Nel cinema contemporaneo una storia che accontenti tutti deve essere quasi impossibile da trovare, eppure due classici degli anni trenta-quaranta sembrano riuscire in questo proverbiale intento: Il mago di Oz di Victor Fleming e La vita è meravigliosa di Frank Capra sono due film che incarnano, assieme, «la quintessenza della favolistica americana». Da questa premessa prende le mosse il documentario di Philippe, per poi passare, attraverso un efficace split screen, a mostrare come specifiche inquadrature e situazioni del Mago di Oz siano state riproposte quasi immutate nei film più diversi, da Star Wars di George Lucas a Fratello dove sei? dei fratelli Coen.
Nel cinema americano però il regista che si è sempre dimostrato e dichiarato più vicino e più affezionato all’immaginario fondato da Il mago di Oz di Baum & Fleming è senza dubbio David Lynch. Classe 1946, Lynch aveva quattro o cinque anni quando lo vide per la prima volta in televisione e la pellicola della Disney, una delle prime a sfruttare al massimo le possibilità colorimetriche del Technicolor, sembra rappresentare per lui la scena originaria dell’immaginazione cinematografica lynchiana, fin nei simboli più reconditi. Riferimenti a Il mago di Oz possono essere riconosciuti in pressoché tutti i lavori di David Lynch per il cinema o per la televisione, dalla Palma d’oro per Cuore selvaggio, in primis, all’iconica serie Twin Peaks, dal tellurico Velluto blu fino a Strade Perdute. Del resto Lynch, reticentissimo fino all’estremo rispetto alla possibilità di parlare in maniera chiara del significato e delle ispirazioni dei suoi film, alla première newyorkese di Mulholland Drive accettò di rispondere, di fatto, a una sola domanda dal pubblico, quella del rapporto tra il suo penultimo lungometraggio e Il mago di Oz. La risposta fu, in tutta semplicità: «non passa un giorno senza che io non pensi al Mago di Oz». Sul tema è ritornato anche di recente, in un passaggio della sua lectio magistralis virtuale di filmmaking registrata per la celebre piattaforma Masterclass: «Il mago di Oz ha fatto sognare le persone per decenni. C’è qualcosa in quel film che è cosmico».

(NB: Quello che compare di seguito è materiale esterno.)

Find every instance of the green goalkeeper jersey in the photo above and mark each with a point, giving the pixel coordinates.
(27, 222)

Partendo spunto dalle molte citazioni visive e da queste occasionali dichiarazioni stampa, Philippe, già regista di un documentario sulle origini della saga Alien, per il tramite del Il mago di Oz ci conduce in una piacevole e completa esplorazione dell’intero universo lynchiano. Il mago di Oz è una storia oltremodo universale, ricca di situazioni e di tòpoi – l’avventura in un mondo nuovo, il varco della soglia, l’approdo in un microcosmo straordinario ricco di sfide e di nemici, un generale tono da paradiso perduto che avvolge il tutto – e si potrebbero rinvenire somiglianze con film di dozzine di altri registi, anche in assenza di citazione dirette. Tuttavia, se il «niente dovrebbe essere scontato e niente è esattamente ciò che sembra» è il vero leitmotiv che unisce tutti i film di David Lynch, Il mago di Oz ha incarnato questa massima anni prima che il futuro regista nascesse, tra alberi di mele senzienti e sensibili, sottofondi via via sempre più cupi, con ricorrenti uccisioni di streghe che un Lewis Carroll neanche si sognava. Il mago di Oz in fondo è uno degli ultimi titoli di una genealogia di opere che, dal Seicento in poi, hanno riproposto la summa calderóniana la vida es sueño: David Lynch è il compimento di questa dinastia.
«La vita è piena di sorprese», diceva il banditore prima che lo squallido freakshow di John Merrick iniziasse, in The Elephant Man. Abbandonata la sfera del quotidiano, abbandonata la fiducia nella continuità del reale, Lynch non ha mai esitato a far ripercorrere ai suoi protagonisti percorsi simili a quello della Dorothy baumiana. Persino il suo unico film relativamente realistico, Una storia vera, qualche legame con il film Disney sembra averlo, benché i due film più marcatamente “oziani” di Lynch siano Blue Velvet e Wild at Heart, sia a livello di singole immagini o situazioni sceniche, sia da un punto di vista più generale di struttura narrativa.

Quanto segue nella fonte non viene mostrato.